2023/2024. Another crossroad. The Stones said it best: "Well, this could be the last time, this could be the last time, maybe the last time, I don't know." I mean how many fucking chances does one human get?

And I have stumbled. 

The state of my soul is in serious disrepair - I have the power to heal it. Carol and I need stability but it has to be on my terms.

Took on two jobs since I have been up here - quit them both. Because they were the wrong fucking jobs. Every job I have ever had has been the wrong fucking job, except tending bar, and I don't have the energy or inspiration to do that now.

I am crystal clear about what has happened in my life in the past 8 months. A door has opened wide - I have space to breathe - I can take a little time to think, to decide, and to act.

"This is the time of your life, what you gonna do with it? Don't fool with it. This is the time of your life. You better face it, don't waste it. Don't think about the future, don't think about the past. There's just this moment, better make it last. You better get it right 'cause this is the time of your life."

From The Time of Your Life, Little Steven (Steven Van Zandt)

That is exactly how I feel. I feel those words as if Jesus Christ himself were whispering them in my ear.

I am not afraid. I do feel some pressure. What is at stake? Stability for Carol and me. My happiness. My pride. My soul.
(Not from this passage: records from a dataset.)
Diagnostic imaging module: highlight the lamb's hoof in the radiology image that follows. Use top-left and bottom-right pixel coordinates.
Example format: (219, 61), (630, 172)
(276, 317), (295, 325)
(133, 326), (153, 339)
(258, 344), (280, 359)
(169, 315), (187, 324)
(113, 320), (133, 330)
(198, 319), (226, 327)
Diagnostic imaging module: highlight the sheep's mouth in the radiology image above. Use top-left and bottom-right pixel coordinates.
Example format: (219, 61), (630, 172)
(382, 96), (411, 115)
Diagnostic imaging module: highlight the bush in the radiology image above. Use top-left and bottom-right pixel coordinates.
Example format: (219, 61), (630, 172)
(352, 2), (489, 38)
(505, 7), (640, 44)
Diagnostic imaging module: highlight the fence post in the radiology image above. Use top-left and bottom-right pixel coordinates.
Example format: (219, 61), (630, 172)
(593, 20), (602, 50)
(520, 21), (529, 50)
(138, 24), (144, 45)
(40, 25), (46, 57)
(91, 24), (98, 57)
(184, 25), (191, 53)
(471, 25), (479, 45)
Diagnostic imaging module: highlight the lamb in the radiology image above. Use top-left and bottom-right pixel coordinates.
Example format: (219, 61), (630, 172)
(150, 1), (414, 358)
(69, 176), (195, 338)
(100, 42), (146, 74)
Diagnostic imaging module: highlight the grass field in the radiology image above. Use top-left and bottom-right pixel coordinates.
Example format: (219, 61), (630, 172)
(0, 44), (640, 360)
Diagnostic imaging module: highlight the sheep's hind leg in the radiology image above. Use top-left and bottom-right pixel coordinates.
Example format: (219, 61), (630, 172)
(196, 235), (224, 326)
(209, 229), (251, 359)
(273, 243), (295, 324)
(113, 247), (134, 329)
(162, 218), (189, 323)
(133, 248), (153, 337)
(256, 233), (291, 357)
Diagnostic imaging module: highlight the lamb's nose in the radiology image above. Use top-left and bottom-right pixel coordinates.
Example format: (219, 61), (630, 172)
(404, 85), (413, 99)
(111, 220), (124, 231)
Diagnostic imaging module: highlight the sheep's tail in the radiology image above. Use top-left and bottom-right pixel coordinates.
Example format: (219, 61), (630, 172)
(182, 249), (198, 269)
Have I learned the right lessons? Do I have the knowledge and the balls to do what is right for me? Finally?

I don't know. But I have learned what failure feels like. I despise the feeling.

"With age comes wisdom, but sometimes age comes alone."    Oscar Wilde

That's the rub. Seems like, had I accumulated wisdom over 70 years, I would feel it. There would be a depth, a conviction of the soul powerful enough to overcome doubt.

I am not sure. Maybe I have it, maybe I don't.

I feel more even-tempered than I have for a long, long time. Maybe that is wisdom.

Doesn't matter. I am searching for answers. Actively. Ultimately, I am looking to re-write the story of my life. 

I am hoping to edit my epitaph before someone else writes it for me.